I walked miles every day to restaurants, museums and around neighborhoods. In Tallinn, I visited the Kiek in de Kök, the towers and walls surrounding the medieval city that is now a museum. The underground tunnels were used as a bomb shelter during World War II. The history of Russian and German occupation was palpable. In Tartu, I saw a Jewish cemetery next to a Russian Orthodox one. The dates on the Jewish headstones were all from the early 20th century. Estonia was one the first countries the Nazis declared to be “Judenfrei,” a dark time in Estonian history that was detailed in a somber museum exhibit on Jews in Estonia. Ukrainian flags flew on the House of Parliament in Tallinn and the central walking bridge in Tartu was lit up yellow and blue. Several history museums told of the censorship and deprivation associated with Soviet life. Old Lenin and Stalin statues were relegated to the backyard. Estonia was on the edge of the USSR, a stone’s throw—and more importantly, within radio distance—of independent Finland. Estonians were often more aware of life outside the USSR. Wandering through a large central park carved out by the Soviets in Tartu, I ran into an 800-year-old cathedral, part of it in well-maintained ruins and lit up artfully and the other part reserved as a museum. In another park, I saw the only statue I’ve ever seen of a literary critic.
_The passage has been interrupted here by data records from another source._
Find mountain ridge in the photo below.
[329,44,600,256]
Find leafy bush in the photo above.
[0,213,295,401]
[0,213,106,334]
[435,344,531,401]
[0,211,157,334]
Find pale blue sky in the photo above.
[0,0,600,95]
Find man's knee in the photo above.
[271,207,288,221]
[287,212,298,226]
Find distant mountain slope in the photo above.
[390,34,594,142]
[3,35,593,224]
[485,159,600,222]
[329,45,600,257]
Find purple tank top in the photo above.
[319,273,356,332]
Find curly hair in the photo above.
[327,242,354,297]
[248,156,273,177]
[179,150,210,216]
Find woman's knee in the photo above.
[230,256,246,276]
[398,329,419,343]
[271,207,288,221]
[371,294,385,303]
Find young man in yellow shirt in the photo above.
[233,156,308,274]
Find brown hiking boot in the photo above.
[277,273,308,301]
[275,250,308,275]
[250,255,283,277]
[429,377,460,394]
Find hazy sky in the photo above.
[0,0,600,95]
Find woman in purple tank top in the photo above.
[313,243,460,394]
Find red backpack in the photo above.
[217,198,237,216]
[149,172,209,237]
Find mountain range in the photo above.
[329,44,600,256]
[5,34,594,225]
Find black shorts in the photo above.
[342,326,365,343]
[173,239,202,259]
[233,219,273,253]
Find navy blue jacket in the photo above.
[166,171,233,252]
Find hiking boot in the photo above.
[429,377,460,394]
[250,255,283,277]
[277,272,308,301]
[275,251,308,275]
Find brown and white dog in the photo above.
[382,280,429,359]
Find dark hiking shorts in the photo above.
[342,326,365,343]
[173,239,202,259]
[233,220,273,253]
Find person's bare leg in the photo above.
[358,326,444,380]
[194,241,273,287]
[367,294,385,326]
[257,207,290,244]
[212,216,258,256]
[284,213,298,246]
The last day, after our workshops were over, Helen and Djuddah took me on a hike around a lake, where I photographed at least a dozen gorgeous mushrooms. Like many Estonians, Helen had grown up foraging mushrooms such as chanterelles in these woods. This is another Baltic tradition I could get behind. My favorite part of visiting Latvia 15 years ago was mushroom and blueberry foraging with Latvians who taught me which mushrooms were safe through hand signals. (I occasionally forage around Pittsburgh, bringing home what my husband calls “yard food.”) The landscape in Estonia reminded me of Minnesota—the lake, the trees, the level ground and the low sun. We had dinner at an out-of-season ski resort, heavy wood and sheepskins lending a cozy vibe to the modern high ceilings and spare décor.
Djuddah and Helen have said I’m welcome back to Estonia. It's been nearly impossible to find a sauna I can use here in Pittsburgh. The only salmon I eat is what I make at home (I’m a merely mediocre cook). And my daughter keeps stealing the Tartu Ülikool sweatshirt my hosts gave me, which is a perfect weight for winter. As ChatGPT said, Oh, Estonia, you're calling out to me. I’m hoping to return.